Inheritance of actor isolation for TaskGroup

It seems, the rules for actor inheritance for Task closures and those added with addTask from a TaskGroup are not the same.

I'm referring to the rules stated in SE-0420, specifically:

According to SE-0304, closures passed directly to the Task initializer (i.e. Task { /here/ }) inherit the statically-specified isolation of the current context if:

the current context is non-isolated,
the current context is isolated to a global actor, or
the current context has an isolated parameter (including the implicit self of an actor method) and that parameter is strongly captured by the closure.

(emphasises mine)

So, why is behaving TaskGroup differently? (specifically, ignoring or not compiling "and that parameter is strongly captured by the closure or event")

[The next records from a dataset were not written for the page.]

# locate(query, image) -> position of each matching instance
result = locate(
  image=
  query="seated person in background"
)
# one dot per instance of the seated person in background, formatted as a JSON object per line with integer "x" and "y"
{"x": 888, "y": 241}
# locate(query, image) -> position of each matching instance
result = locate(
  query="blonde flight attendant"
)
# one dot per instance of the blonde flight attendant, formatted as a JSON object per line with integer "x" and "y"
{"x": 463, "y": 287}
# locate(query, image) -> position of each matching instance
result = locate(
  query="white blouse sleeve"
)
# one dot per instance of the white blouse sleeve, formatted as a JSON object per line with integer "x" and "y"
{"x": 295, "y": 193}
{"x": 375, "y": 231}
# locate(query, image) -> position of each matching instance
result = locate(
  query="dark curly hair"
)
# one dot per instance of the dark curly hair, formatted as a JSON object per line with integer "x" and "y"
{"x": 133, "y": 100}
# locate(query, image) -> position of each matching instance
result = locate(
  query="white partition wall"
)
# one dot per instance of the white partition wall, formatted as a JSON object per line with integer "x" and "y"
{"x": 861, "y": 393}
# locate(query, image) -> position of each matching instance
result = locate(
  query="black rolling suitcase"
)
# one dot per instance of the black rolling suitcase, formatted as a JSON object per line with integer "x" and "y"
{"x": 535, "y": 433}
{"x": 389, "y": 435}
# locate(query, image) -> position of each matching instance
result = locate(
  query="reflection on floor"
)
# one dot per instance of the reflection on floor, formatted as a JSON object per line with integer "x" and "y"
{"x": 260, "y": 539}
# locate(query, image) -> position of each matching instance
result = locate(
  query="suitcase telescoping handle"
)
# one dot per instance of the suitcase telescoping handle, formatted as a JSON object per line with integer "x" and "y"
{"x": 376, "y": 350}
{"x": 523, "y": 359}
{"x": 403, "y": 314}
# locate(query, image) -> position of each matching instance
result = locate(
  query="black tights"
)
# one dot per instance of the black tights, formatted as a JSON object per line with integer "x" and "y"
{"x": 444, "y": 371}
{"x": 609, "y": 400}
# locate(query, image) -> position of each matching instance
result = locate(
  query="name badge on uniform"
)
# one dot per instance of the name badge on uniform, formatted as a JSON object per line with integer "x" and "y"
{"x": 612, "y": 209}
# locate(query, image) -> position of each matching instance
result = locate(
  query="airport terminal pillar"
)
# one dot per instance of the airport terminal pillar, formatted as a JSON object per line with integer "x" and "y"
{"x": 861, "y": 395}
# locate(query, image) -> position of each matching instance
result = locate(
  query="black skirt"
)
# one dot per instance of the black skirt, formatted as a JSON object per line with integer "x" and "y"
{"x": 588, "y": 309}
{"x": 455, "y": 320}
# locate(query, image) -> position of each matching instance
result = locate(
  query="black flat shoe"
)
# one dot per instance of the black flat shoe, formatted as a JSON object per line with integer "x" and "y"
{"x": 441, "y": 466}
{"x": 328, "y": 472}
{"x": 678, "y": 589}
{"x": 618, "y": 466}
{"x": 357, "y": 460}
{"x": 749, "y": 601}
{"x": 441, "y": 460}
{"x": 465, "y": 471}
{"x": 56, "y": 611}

Here's an example that demonstrates my observations:

enum Test {
    
    // All fine!
    static func testTask<T>(
        value: T,
        isolated: isolated any Actor = #isolation
    ) {
        print(isolated)
        Task {
            _ = isolated
            await sending(value)
        }
    }
    
    static func testTaskGroup<T>(
        value: T,
        isolated: isolated any Actor = #isolation
    ) async throws {
        try await withThrowingTaskGroup(of: Void.self) { group in
            group.addTask { // Error: Passing closure as a 'sending' parameter risks causing data races between 'isolated'-isolated code and concurrent execution of the closure
                _ = isolated
                await sending(value) // Sending 'value' risks causing data races
            }
            while ((try await group.next()) != nil) {}
        }
    }
    
    
    static func sending<T>(_ value: sending T) async {}
}

The broader context is:

I'm providing static utility functions which have an isolated parameter. These are defined in a library. Users can specify the actor context, either by having it associated to the global actor or executing from an Actor instance.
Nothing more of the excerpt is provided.